Every time I hop on a video call or sit down in person to meet with someone, they’re always surprised when I pop out pen and paper to take notes. In this day in age, and being the technologically savvy person that I am, I’m always asked why.

Writing helps ingrain information into our memory for better retention, but can also help with deeper comprehension. The scientific advantages are well documented. In one study, while those taking notes on a laptop did equally well with recalling facts, those that took notes with paper performed significantly better with conceptual questions. People mindlessly taking notes verbatim did not fare as well as those just trying to jot down ideas and the overall message.

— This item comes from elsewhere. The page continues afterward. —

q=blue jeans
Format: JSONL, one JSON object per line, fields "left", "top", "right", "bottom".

Again, in another study subjects taking notes on laptops actually recalled more than hand-writers immediately after class, but they typically forgot everything just after 24 hours, and they found their notes less useful, as they tried to transcribe everything. Those that wrote their notes by hand recalled information even a week later and had a “better grip on concepts.”

Some physicians even recommend handwriting as a good cognitive exercise for baby boomers to stay sharp as they get older. As Michael Friedman, a researcher for the Harvard Initiative for Learning and Teaching, put it, “Note-taking is a pretty dynamic process…you are transforming what you hear in your mind.” Neurophysiologists have discovered that there is increased retention through the process of muscle memory. When writing, as we use the muscles in our hands to form each letter our brain receives feedback from our motor actions and gives us a sort of haptic feedback. Suffice it to say, this dramatically improves the learning process.

But many of us have meetings almost every day. Who needs those stacks of paper that add up and clutter your workspace? I deal with this by handwriting most of my important notes first, and then using OCR software to transfer it a Google doc or a text file to store it for long-term keeping. I usually review them one more time before converting them to digital notes, but once that’s done I can dispose of the written notes and save myself the clutter.

Don’t believe me? Try it! Next time you have a meeting, take notes by hand and try to limit your computer use. You’ll be much more engaged, think creatively, and recall what you spoke about long after the meeting.

{ 6 comments… add one }

  • Mark July 6, 2016, 9:35 pm

    Great words and spot on!

    Been an old school note taker for years. Always works.

  • Aaron Strong July 6, 2016, 9:42 pm

    Great points Morgan…..but, taking notes by hand is so sloooooowwwwww. 🙂 ….How about hand writing the notes after the meeting, for retention purposes?… Just mentioning this because many people can type notes at a higher pace than notes by hand and that is a huge factor in a meeting or learning situation.

  • Edward Zeiden July 6, 2016, 9:50 pm

    Great point, Aaron. Some of the studies I cited from UCLA and Princeton compared students who watched TED talks while taking notes by hand or computer. They had some interesting results.

    “Afterward, they found that the students who used laptops typed significantly more words than those who took notes by hand. When testing how well the students remembered information, the researchers found a key point of divergence in the type of question. For questions that asked students to simply remember facts, like dates, both groups did equally well. But for “conceptual-application” questions, such as, “How do Japan and Sweden differ in their approaches to equality within their societies?” the laptop users did “significantly worse.”” http://www.npr.org/2016/04/17/474525392/attention-students-put-your-laptops-away

    If a meeting or event is extremely important, I would recommend taking a video or assign a member of your team to specifically only take notes, freeing you up to solely concentrate on what matters most.

  • Krishna July 7, 2016, 10:34 am

    Good point Morgan. Even for reading, I prefer physical books to e-books.

    • Morgan July 10, 2016, 6:49 pm

      Thanks for the comments everyone and just a quick note this was written by one of my amazing writers – Edward Zeiden. I myself actually stopped taking notes by hand years ago, I’m a big Evernote user myself. Still plenty of notes, but all digital now 🙂

  • Clint Huckleberry July 31, 2016, 8:52 am

    If the source of the advantage for longhand notes derives from the conceptual processes they evoke, perhaps instructing laptop users to draft summative rather than verbatim notes will boost performance. Mueller and Oppenheimer explored this idea by warning laptop note takers against the tendency to transcribe information without thinking, and explicitly instructed them to think about the information and type notes in their own words. Despite these instructions, students using laptops showed the same level of verbatim content and were no better in synthesizing material than students who received no such warning. It is possible these direct instructions to improve the quality of laptop notes failed because it is so easy to rely on less demanding, mindless processes when typing.